I also tried Metro: Last Light, a first-person shooter, and had problems with the other thumb-pad – the one used for aiming.

One of the big challenges Valve is facing with its controller is in making it precise enough to satisfy the mouse-and-keyboard crowd, but quick enough to please console players. I’d qualify for that second group and found the controller, at least in its default setting, to be more geared for the first group; it was certainly precise, but at the expense of fluidity.

Again, all of this can be fine-tuned, but that itself is something of an issue. I wonder how many console players are going to want to bother with fiddling with settings on such a granular level.

My helpful Valve representative, himself an avowed console gamer, admitted to a learning curve with the new controller.
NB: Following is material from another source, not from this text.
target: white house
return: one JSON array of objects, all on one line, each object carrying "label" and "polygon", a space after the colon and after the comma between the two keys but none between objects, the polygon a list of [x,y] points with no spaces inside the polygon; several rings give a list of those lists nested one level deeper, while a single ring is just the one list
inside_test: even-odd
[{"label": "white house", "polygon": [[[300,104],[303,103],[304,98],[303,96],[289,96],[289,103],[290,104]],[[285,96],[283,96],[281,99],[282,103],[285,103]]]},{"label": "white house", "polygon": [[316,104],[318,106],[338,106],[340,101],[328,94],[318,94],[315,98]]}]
He said it took him about 45 minutes to get used to it, but I have a feeling that after nearly 20 years of thumb-sticks – the first PlayStation came out in 1995 – it’ll take the average person a lot longer than that.

There’s the also the not-small question of which games will be available on the Steam Machines. With the operating system powering them being based on Linux, they probably won’t be compatible with the large number of games being released for Windows and Mac computers. Valve has said it is porting a number of its existing titles, but it hasn’t said anything about making any of its own franchises Steam-exclusive (such as a new Half-Life). It’s still an open question as to whether publishers will add SteamOS to the list of platforms they already support.

So far, Steam’s product is looking like a promising proposition for PC gamers who would like a more dedicated rig for the living room, which is exciting enough on its own. But as far as catering to the larger, console-oriented market, Valve and its hardware partners still have much work left to do.